It was sometime ago, that i was working in a complex Greenfield project.
We had to design a secure infrastructure (in many aspects), make sure that all traffic was encrypted at Rest and in Transit and deploy a large number of services in AWS. While the Dev teams were working on building the applications, i was focusing on those requirements.
The main requirement, was to design and implement a flat Mesh Network on AWS (with encrypted traffic). All servers deployed, should have a point-to-point connection to every other peer in the network. On top of that, some servers hosted on Azure and GCP should be able to join the Mesh. And to add more complexity, external clients like Laptops or Mobile Phones should be able to access securely, specific servers/services in the Mesh.
After gathering all the information and speaking with a number of people to make sure that all requirements were properly documented and added to the backlog, it was time to start working for the PoC (Proof of Concept)

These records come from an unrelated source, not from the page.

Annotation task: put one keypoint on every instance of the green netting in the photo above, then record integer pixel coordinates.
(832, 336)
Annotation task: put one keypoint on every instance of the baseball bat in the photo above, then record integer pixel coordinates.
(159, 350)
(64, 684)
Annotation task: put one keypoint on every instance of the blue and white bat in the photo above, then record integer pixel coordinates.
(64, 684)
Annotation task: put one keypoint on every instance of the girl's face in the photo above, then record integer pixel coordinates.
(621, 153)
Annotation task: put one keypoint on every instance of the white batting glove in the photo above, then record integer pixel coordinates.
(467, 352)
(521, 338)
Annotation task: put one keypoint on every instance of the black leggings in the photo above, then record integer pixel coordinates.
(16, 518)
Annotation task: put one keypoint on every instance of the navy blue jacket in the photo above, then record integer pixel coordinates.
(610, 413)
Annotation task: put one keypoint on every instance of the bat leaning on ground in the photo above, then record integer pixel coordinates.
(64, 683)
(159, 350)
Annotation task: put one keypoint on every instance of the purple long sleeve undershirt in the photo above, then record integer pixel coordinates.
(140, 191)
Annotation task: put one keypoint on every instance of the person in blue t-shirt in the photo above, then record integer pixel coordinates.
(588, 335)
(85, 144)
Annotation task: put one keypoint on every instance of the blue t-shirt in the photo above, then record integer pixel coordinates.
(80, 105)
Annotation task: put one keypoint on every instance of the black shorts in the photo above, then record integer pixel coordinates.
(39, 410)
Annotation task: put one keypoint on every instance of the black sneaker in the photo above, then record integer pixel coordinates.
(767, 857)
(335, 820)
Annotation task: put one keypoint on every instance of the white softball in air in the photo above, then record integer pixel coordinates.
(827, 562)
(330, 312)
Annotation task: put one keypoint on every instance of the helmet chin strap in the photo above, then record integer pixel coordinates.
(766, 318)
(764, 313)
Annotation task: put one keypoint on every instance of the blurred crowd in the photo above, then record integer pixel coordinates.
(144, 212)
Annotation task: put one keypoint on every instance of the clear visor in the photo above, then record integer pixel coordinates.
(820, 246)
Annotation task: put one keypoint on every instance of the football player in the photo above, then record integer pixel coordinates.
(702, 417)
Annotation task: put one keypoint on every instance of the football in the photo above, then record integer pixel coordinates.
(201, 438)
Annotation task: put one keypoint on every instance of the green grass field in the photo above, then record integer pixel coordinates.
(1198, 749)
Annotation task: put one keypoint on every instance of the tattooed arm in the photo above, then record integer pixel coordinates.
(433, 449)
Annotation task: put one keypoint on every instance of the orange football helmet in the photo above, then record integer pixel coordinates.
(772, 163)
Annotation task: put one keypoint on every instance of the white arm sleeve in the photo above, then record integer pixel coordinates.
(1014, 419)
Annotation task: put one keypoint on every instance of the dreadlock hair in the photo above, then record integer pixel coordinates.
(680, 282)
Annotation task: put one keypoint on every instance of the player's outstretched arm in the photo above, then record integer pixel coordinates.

One of the tools that seemed like the right candidate was Wireguard.
WireGuard is a secure network tunnel, operating at layer 3, implemented as a kernel virtual network interface for Linux. It utilizes state-of-the-art cryptography and it aims to be faster, simpler, leaner, and more useful than IPsec. Wireguard is currently under heavy development, but already it might be regarded as the most secure, easiest to use, and simplest VPN solution in the industry. That’s why a lot of VPN service providers have started to using it..
After reading the documentation and running some tests, i decided to proceed with that. The process of setting up a Wireguard as a VPN is straight forward. You have to install it, generate the required keys, create a wg0.conf file for each server, configure the relevant Security groups on AWS and your VPN is up and running quickly.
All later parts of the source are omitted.